Bis eben war Azeroth, von König Llane Wrynn (Dominic Cooper) regiert, eine friedlich Welt, in der die unterschiedlichen Gruppen nebeneinander her existieren, da öffnet sich ein großes Portal und Orcs, unter der Führung von Gul’dan (Daniel Wu), dringen in die Welt und bringen Tod und Zerstörung mit sich.

Der junge Magier Khadgar (Ben Schnetzer), des Königs bester Kämpfer Anduin Lothar (Travis Fimmel) und der Medivh (Ben Foster), der magische Wächter über das Königreich, machen sich auf, um sich dem Gegner entgegen zu stellen. Unterwegs stoßen sie dabei auf die geheimnisvolle Garona (Paula Patton), halb Mensch, halb Orc, die sich als hilfreich erweist.

Doch Gul’dan, der Hexenmeister der Orc, verfügt über eine mächtige und zerstörerische Magie, die alles vernichtet, das sich ihr in den Weg stellt. Und so entbrennt ein furchtbarer Kampf, der viele Opfer fordert.

Doch im Laufe der kriegerischen Auseinandersetzungen kommt der junge Orc-Häuptling Durotan (Toby Kebell) ins Grübeln, je mehr er sieht, was die Macht der finsteren Magie des Hexenmeisters vermag. Und so beschließt er, gemeinsame Sache mit dem Feind, den Menschen zu machen, in der Hoffnung, dass noch nicht alles zu spät ist.

 

 

„Sie greifen uns an!“

Viele Jahre sind vergangen, seit der ersten Idee, aus dem Spiel Warcraft und seinen Fortsetzungen, einen Film zu machen. Nun, 2016, ist es endlich soweit. Und wie es das ungeschriebene Gesetz für Spieleverfilmungen so will, spalten sich die Fans der Marke in die Jubler, die alles gut finden und die Meckerer, für die das alles nicht gut umgesetzt wurde.

Dabei ist es einmal mehr, wie so oft, die Wahrheit liegt irgendwo dazwischen.

Wenn man „Warcraft: The Beginning“ in der 3D Version ansieht, fällt einem, zuallererst positiv, die 3D Umsetzung auf. Hier wurde sinnvoll, funktional und an den richtigen Stellen die Tiefe und Räumlichkeit inszeniert. Es bleibt stimmig, nie störend und verstärkt den Aha-Effekt an einigen Stellen gekonnt. Daneben sind CGI und Kulissen, zwar nicht ganz auf Herr der Ringe Niveau, aber dennoch, ein echter Hingucker. Viele Orte wurden wundervoll in Szene gesetzt und lassen den Film optisch erstrahlen.
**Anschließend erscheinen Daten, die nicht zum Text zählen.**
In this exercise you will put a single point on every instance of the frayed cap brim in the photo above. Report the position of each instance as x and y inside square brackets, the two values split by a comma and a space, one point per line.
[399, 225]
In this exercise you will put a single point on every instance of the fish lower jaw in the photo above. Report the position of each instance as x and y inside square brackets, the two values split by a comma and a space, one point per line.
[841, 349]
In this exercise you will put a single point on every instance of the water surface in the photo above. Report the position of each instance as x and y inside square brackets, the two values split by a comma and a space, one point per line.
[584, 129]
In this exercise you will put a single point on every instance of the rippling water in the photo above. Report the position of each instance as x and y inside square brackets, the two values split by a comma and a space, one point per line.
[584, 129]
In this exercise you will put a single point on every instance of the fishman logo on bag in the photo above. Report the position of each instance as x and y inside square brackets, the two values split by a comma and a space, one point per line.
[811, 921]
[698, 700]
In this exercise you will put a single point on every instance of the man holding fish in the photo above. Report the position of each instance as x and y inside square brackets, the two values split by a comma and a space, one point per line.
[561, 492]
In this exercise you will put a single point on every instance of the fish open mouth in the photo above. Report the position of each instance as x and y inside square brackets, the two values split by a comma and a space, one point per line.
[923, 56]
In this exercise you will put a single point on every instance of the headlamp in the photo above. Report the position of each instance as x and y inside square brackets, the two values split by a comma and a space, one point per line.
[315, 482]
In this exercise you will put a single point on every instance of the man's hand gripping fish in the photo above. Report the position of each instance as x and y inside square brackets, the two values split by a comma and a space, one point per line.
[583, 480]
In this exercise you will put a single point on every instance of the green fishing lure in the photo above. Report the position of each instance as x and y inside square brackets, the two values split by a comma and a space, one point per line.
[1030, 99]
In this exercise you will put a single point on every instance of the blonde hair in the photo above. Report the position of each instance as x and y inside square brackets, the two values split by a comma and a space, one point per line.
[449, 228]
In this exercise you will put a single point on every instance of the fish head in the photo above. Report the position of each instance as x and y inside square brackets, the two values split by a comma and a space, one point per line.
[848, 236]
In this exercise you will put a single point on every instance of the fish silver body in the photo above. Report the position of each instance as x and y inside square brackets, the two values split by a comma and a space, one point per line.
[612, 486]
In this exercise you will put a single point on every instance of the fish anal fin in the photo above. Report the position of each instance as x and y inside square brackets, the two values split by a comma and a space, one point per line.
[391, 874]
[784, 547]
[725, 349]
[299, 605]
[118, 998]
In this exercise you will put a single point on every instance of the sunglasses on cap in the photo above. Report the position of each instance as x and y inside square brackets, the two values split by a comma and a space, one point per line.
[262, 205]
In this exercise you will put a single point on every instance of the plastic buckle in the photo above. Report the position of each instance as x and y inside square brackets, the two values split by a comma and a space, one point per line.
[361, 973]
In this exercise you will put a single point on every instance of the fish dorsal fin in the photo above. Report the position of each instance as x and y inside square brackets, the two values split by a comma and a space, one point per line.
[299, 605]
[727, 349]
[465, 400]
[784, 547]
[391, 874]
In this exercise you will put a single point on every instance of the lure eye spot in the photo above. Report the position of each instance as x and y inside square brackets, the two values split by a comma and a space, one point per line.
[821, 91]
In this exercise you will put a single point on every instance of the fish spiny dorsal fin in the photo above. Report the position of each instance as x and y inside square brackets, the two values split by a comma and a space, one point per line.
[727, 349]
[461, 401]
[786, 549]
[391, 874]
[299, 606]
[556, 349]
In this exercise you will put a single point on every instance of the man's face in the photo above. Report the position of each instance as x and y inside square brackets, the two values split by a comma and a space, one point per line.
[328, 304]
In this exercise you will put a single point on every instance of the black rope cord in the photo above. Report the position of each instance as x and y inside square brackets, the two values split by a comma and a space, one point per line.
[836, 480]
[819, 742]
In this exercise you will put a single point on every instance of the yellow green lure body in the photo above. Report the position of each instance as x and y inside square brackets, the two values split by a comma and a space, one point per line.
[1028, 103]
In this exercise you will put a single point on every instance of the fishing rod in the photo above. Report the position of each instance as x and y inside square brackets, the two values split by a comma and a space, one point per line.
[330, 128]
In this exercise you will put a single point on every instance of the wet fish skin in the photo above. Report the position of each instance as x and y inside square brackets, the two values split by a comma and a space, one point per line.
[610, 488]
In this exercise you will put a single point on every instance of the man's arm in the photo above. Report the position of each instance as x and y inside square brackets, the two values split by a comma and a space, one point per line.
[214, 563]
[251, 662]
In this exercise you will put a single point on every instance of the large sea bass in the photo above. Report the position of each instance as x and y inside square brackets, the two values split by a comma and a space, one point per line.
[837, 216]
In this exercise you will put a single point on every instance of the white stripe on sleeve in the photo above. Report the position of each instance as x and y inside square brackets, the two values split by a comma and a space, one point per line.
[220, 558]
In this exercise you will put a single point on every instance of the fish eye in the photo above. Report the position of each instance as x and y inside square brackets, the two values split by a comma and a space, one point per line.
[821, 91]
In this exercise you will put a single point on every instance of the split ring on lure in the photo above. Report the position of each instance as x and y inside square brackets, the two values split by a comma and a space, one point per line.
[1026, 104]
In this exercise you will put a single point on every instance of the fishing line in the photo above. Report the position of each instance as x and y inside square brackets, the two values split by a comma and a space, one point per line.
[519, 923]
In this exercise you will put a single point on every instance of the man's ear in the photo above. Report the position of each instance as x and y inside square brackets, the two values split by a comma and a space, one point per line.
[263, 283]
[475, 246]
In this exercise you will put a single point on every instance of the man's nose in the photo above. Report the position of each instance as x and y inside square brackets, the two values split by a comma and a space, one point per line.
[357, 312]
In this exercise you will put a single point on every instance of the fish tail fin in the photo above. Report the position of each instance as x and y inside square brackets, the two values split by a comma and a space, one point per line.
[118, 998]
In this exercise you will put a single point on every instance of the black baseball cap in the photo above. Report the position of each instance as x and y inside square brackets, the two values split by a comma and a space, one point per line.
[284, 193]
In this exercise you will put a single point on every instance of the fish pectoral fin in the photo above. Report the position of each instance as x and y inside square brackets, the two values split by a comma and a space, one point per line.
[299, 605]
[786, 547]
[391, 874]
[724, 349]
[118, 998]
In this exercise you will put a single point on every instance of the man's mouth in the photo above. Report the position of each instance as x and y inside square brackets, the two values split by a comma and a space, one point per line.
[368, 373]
Wo sich viele Geister scheiden ist der Look der Orcs, angelehnt an das Aussehen der Figuren aus dem Spiel, entsteht so ein etwas „künstlicherer“ Look, als etwa beim bereits erwähnten Herr der Ringe. Das kommt bei den einen Zuschauern (juhu, näher am Spiel dran) gut an, bei den anderen (viel zu unecht) eher weniger. Verständlich sind beide Argumente, aus Sicht der Herkunft betrachtet, macht das Aussehen der Orcs aber durchaus Sinn und ist stimmig.

Stimmig sind auch die dargestellten Figuren und deren Umsetzung durch die Schauspieler. Der Cast, der größtenteils nicht aus den ganz bekannten Gesichtern der Hollywood Filmlandschaft besteht (die meisten Datsteller kennt man aus Serien oder Nebenrollen), macht seine Sache nämlich richtig gut. Auch wenn die Handlung und die Erzählgeschwindigkeit nicht immer viel Platz für schauspielerischen Tiefgang lassen, die Darsteller schaffen es dennoch, ihren Figuren echtes Leben einzuhauchen. Lediglich der Warcraft Veteran könnte hier etwas zu meckern finden, da nicht alle Figuren bzw. Darsteller genau dem entsprechen, was das Spiel vorgibt, aber darüber sollte man hinwegsehen können.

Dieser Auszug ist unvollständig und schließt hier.